Rebecca Long-Bailey struggles under grilling on Labour's tax and spending plans

Labour’s Rebecca Long-Bailey struggled under questioning on her party’s plan to claw back taxes from the rich and corporations.

Presented with a graphic of Labour’s spending plans on the BBC’s Andrew Marr show, the Shadow Business Secretary insisted the costs would be paid for by reversing tax cuts.

She said research showed £70 billion would be saved by 2020 by reversing cuts to Corporation Tax, Inheritance Tax, the Bank Levy and Capital Gains Tax.

And she insisted it was based on independent research carried out by the House of Commons.

But the research was, in fact, carried out by the Labour Party , based on projections from the Office of Budget Responsibility.

And it is based on projections their projections up to 2022, not 2020.

A Labour spokesperson was unavailable for comment.

(Photo: PA)

Host Andrew Marr said the figure would be closer to £30 billion.

Asked for a breakdown of the figure, she was unable to provide one.

Both Jeremy Corbyn and John McDonnell have used the figure before – most recently in the Labour leader’s response to the Budget.

But they said the £70 billion saving would be over five years, not three.

Long-Bailey said the list of spending commitments presented to her – which amounted to £63.5 billion – were “broadly accurate.”

But she added: “These are based on forecasts, so the position would change should we enter Government in 2020.”

Labour’s ‘Fiscal Credibility Rule’ would prevent the party from borrowing more for any of the spending listed.

(Photo: Elliott Franks)

Asked where the money would come from, she said: “We wouldn’t have made the decision this Government has, which is slashing taxes for the most wealthy in society – inheritance tax, capital gains tax, bank levy, corporation tax.”

Asked how much would be raised by cancelling the corporation tax cut she said: “Well, as a total package – we asked the House of Commons to do some research in terms of the money we would gain back if we reversed those tax breaks. And it’s £70 billion in total by 2020.”

Marr replied: “I don’t think it is” – asking to go through the plans one-by-one for clarity.

Long-Bailey replied: “We’ve done the research, Andrew, and we can provide details of that. The House of Commons have carried out independent research on this very point, based on OBR forecasts.”

Marr pressed her on the detail: “If you’ve done the research, you can tell me how much you would get from reversing the Corporation tax changes.”

But Long-Bailey repeated the figure of £70 billion for the package “as a whole”.

(Photo: PA)

Marr said the answer to his question was around £17.7 billion, before asking how much Labour believed it would claw back from raising the inheritance tax threshold.

Again, Long-Bailey did not give an answer, repeating the figure of £70 billion overall by 2020.

Marr described Long-Bailey’s response as a “meaningless overall figure.”

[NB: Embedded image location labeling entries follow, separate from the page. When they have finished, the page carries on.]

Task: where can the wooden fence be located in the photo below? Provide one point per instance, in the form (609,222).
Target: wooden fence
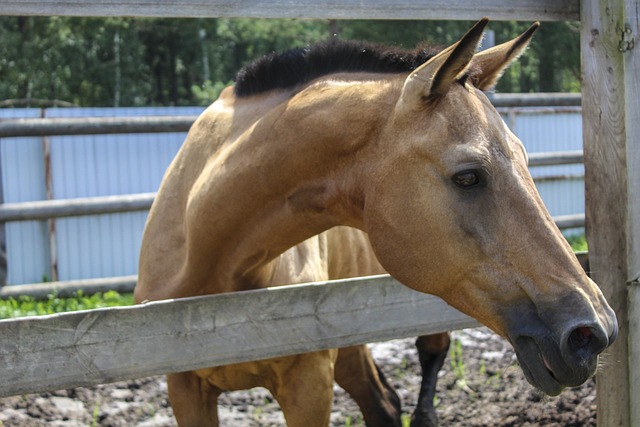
(611,132)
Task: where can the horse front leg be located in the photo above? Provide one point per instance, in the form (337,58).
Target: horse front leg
(193,400)
(432,350)
(303,387)
(357,373)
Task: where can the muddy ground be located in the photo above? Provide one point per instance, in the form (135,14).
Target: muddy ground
(480,385)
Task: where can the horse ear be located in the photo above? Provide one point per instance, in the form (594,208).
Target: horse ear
(433,78)
(492,62)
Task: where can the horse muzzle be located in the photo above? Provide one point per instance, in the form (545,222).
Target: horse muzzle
(557,353)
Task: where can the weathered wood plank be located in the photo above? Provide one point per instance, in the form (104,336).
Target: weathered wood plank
(94,125)
(630,46)
(106,345)
(75,207)
(549,10)
(611,105)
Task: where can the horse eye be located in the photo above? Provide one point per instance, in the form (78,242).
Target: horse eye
(466,179)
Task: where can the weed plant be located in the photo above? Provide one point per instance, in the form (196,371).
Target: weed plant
(28,306)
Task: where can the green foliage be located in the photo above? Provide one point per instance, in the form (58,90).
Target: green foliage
(28,306)
(130,62)
(578,243)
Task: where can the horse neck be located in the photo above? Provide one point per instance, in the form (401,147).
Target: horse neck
(292,174)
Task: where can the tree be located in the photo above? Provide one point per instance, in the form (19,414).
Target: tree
(125,61)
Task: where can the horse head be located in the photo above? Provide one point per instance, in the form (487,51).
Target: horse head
(452,210)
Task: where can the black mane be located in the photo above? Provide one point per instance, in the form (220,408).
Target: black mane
(299,66)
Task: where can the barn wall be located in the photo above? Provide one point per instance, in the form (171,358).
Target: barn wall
(103,165)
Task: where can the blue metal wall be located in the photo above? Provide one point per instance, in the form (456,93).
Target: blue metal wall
(102,165)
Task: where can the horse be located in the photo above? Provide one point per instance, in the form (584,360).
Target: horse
(347,158)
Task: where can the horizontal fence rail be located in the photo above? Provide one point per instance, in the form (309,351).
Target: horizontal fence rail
(549,10)
(107,345)
(61,208)
(124,284)
(94,125)
(46,209)
(158,124)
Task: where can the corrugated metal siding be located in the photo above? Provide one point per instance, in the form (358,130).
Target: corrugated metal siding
(542,131)
(86,166)
(101,165)
(23,181)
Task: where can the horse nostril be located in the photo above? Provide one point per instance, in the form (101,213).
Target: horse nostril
(587,342)
(580,338)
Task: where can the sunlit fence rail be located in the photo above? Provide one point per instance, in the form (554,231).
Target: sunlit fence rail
(64,208)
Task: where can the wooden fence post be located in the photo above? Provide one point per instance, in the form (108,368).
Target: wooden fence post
(611,129)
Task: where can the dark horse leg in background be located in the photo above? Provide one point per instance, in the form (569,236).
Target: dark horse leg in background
(432,350)
(377,399)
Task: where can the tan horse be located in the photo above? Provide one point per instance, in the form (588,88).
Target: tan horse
(418,159)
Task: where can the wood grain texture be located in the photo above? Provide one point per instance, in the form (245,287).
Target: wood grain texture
(528,10)
(610,103)
(106,345)
(630,47)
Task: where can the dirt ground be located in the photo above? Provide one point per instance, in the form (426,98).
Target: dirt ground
(480,385)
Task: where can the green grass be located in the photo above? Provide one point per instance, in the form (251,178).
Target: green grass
(27,306)
(578,243)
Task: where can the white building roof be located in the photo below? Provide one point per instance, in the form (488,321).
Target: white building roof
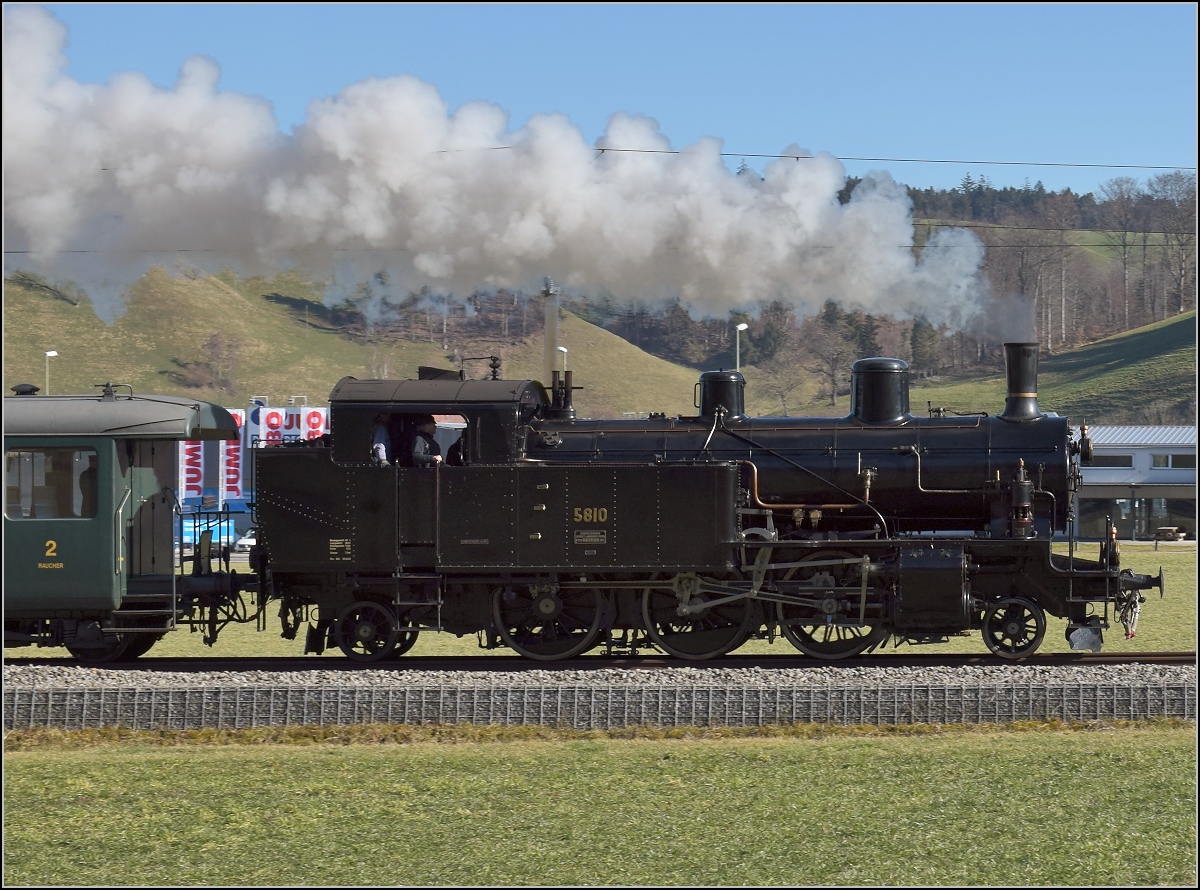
(1173,437)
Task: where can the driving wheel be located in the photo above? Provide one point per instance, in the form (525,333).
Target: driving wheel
(705,631)
(821,629)
(1013,627)
(545,623)
(366,631)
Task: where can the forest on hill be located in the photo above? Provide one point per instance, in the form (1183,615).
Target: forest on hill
(1081,266)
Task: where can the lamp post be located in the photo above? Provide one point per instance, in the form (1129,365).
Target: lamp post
(49,355)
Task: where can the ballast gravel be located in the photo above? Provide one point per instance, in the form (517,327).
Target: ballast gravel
(79,677)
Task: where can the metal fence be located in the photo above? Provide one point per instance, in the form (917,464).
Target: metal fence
(583,707)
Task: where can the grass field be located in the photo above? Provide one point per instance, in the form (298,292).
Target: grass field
(1111,807)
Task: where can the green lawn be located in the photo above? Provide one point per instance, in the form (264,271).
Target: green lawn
(971,807)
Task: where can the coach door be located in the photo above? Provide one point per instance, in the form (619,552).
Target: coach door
(64,540)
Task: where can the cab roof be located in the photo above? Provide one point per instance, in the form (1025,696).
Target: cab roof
(443,392)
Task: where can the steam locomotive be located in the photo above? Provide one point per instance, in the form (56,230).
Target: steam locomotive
(553,535)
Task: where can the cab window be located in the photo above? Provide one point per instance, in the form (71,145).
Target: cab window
(51,483)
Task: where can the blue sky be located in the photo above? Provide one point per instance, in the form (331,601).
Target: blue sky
(1103,84)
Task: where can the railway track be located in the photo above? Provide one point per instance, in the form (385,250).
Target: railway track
(509,663)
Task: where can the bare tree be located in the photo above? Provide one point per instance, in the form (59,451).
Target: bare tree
(829,353)
(1120,214)
(1175,215)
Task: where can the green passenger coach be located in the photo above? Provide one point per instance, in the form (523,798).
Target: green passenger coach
(90,519)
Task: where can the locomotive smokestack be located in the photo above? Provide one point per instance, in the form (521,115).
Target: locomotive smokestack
(1021,367)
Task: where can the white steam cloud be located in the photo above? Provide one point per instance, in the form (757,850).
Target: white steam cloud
(103,181)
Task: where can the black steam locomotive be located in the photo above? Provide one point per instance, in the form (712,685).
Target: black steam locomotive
(553,535)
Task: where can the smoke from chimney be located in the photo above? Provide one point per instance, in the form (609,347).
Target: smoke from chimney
(384,184)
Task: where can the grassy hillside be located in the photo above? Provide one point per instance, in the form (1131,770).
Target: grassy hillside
(283,350)
(287,347)
(1146,376)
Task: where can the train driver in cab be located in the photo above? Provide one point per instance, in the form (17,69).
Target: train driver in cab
(426,451)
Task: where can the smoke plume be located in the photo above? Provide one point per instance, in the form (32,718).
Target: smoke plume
(105,181)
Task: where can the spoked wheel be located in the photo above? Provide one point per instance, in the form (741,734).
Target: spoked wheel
(705,632)
(821,630)
(1013,627)
(406,636)
(545,623)
(366,631)
(113,648)
(141,644)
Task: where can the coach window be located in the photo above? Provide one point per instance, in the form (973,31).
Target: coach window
(51,483)
(1175,462)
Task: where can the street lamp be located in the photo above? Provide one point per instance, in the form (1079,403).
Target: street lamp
(741,328)
(48,356)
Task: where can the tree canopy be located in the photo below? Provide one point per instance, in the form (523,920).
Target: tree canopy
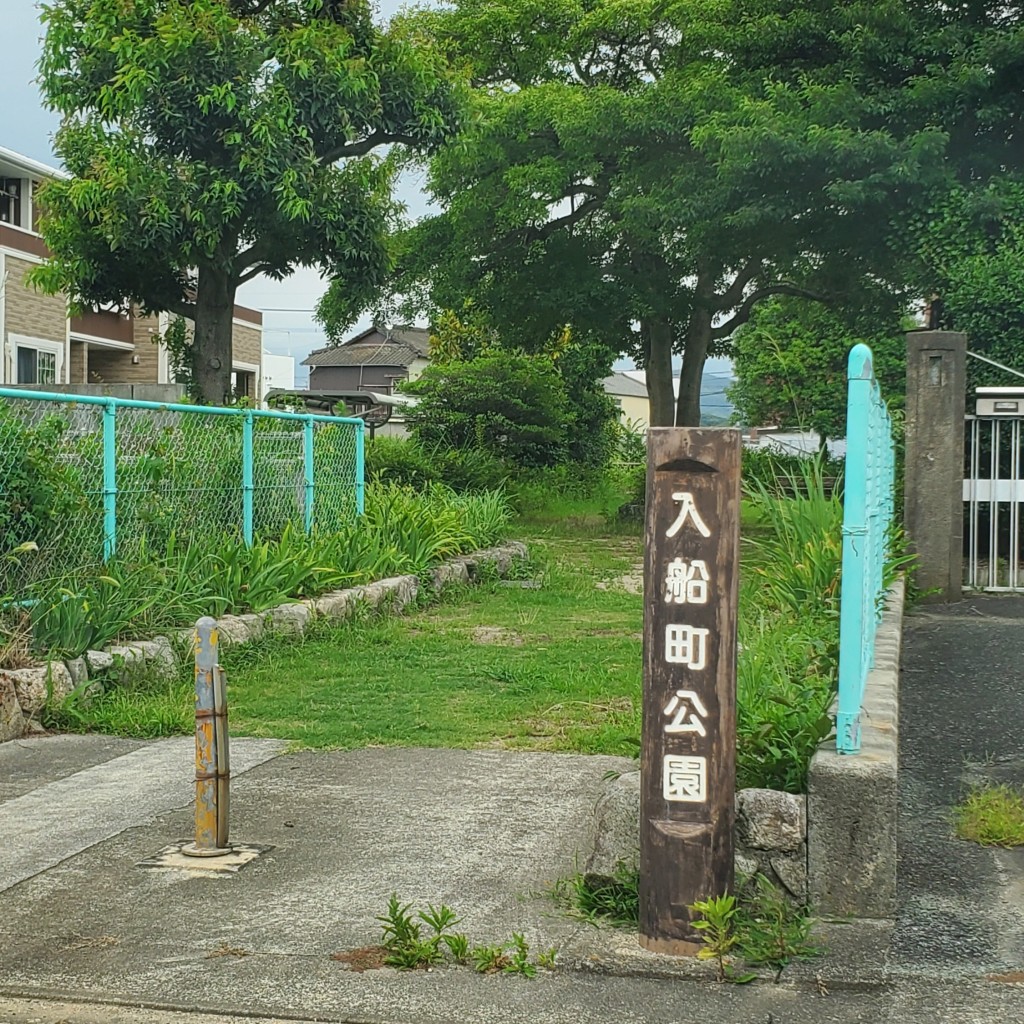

But she insisted the “cumulative figure of those tax cuts by 2020 is £70 billion.”

Marr said: “It’s not, it’s really not.”

Long-Bailey said: “This is independent research carried out by the House of Commons Library, based on OBR figures.”

But the host said: “Corporation tax, based on the Budget Red Book, gets you £17 billion. Raising Inheritance Tax gets you just £2.8 billion. Capital gains tax cuts cost £3 billion, again, according to the budget and receipts from the bank levy are forecast to be only £4 billion lower by 2020, according to OBR estimates.”

Tory MP Amanda Milling, a member of the BEIS select committee, said: “Labour have shown once again that their sums just don’t add up – their proposals would raise less than half the money they think it would.

“The truth is that if your sums don’t add up, then you can’t be trusted to run the economy.

“As a result of the steps taken over the last seven years, we have a strong economy and we can’t put that at risk with Labour’s reckless proposals.”